Figure 1 — The UDP header is quite short and, along with its data, it is encapsulated into an IP datagram.


UDP introduces the port number concept. When a station receives an UDP datagram, it serves up the port number to the application layer, which then allocates a buffer area for the attached data. The port number has significance since it identifies a particular application. Since there are many port number possibilities, several different applications can be simultaneously supported on the same station.

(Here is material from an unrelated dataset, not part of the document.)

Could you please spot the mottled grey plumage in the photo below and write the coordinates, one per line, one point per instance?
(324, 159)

Port numbers are 16-bits long and are classified as being assigned, registered or dynamic. Assigned port numbers in the range of zero to 1023 have been defined by the Internet Assigned Numbers Authority (IANA) for various applications that are considered part of the TCP/IP protocol suite. These applications include TELNET, FTP, and other popular Internet applications. These port numbers are termed “well known” and cannot be used by other applications. The remainder of the port assignments is classified as being either registered or dynamic. Registered means that an organization wants to define some level of functionality and has registered a unique port number with the IANA. Other organizations are to respect this assignment and not use either assigned or registered port numbers. Finally, the dynamic port numbers are used in a random manner by a requesting station to signify the source port of an application request.

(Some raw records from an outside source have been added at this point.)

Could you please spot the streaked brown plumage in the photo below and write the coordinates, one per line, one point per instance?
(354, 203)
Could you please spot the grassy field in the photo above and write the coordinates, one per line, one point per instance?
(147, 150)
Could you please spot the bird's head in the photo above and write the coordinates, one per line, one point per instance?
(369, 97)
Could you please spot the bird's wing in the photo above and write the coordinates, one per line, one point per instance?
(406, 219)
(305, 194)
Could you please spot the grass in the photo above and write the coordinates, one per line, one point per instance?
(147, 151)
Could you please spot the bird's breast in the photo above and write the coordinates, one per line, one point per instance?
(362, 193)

For example, if station A requests a trivial file transfer protocol (TFTP) service (TFTP happens to use UDP) from station B, it would insert a 69 (a well-known port assignment indicating TFTP services) into its destination port. A dynamic (random but non-conflicting) number will be put in its source port and the request will be sent to station B. Station B would receive the request and recognize it as a TFTP request from station A since port number 69 was used. Station B would then begin executing the process. But it would insert a 69 in its source port, and the dynamic number that was generated by station A in its destination port, and send the response to station A. Station B knows how to handle this particular application since it recognizes both the source and destination port numbers. The use of port numbers along with the IP address creates what is called a socket, which can be represented as <netid, hostid, portid>. As long as there is structure to the assignment of ports, the socket assignment becomes a unique representation of a particular application on the complete IP network.

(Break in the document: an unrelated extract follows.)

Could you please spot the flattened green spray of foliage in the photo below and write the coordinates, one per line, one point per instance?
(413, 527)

Both UDP and TCP use port numbers and, if possible, the same assignment is used for both. The 16-bit numbers are classified as either assigned (well-known), registered or dynamic (private). Port number assignments are maintained by the Internet Assigned Numbers Authority (IANA) and the complete list can be found at http://www.iana.org/assignments/port-numbers under port numbers. Numbers in the range of zero to 1023 are classified as well-known and are used by common processes. However, individual organizations can register numbers in the range of 1024 to 49151 for proprietary purposes and will not be used by other organizations. Looking at the list, we find some companies in our industry. Opto22 has registered 22000 and 22001 for their SNAP I/O and Opto Control products. The BACnet building automation protocol has registered 47808. DeviceNet and ControlNet intend to use 44818. Interestingly, the MODBUS/TCP specification calls for port 502, which is in the well-known port group. Port numbers 49152 to 65535 are considered as either private or dynamic and can be used by anyone.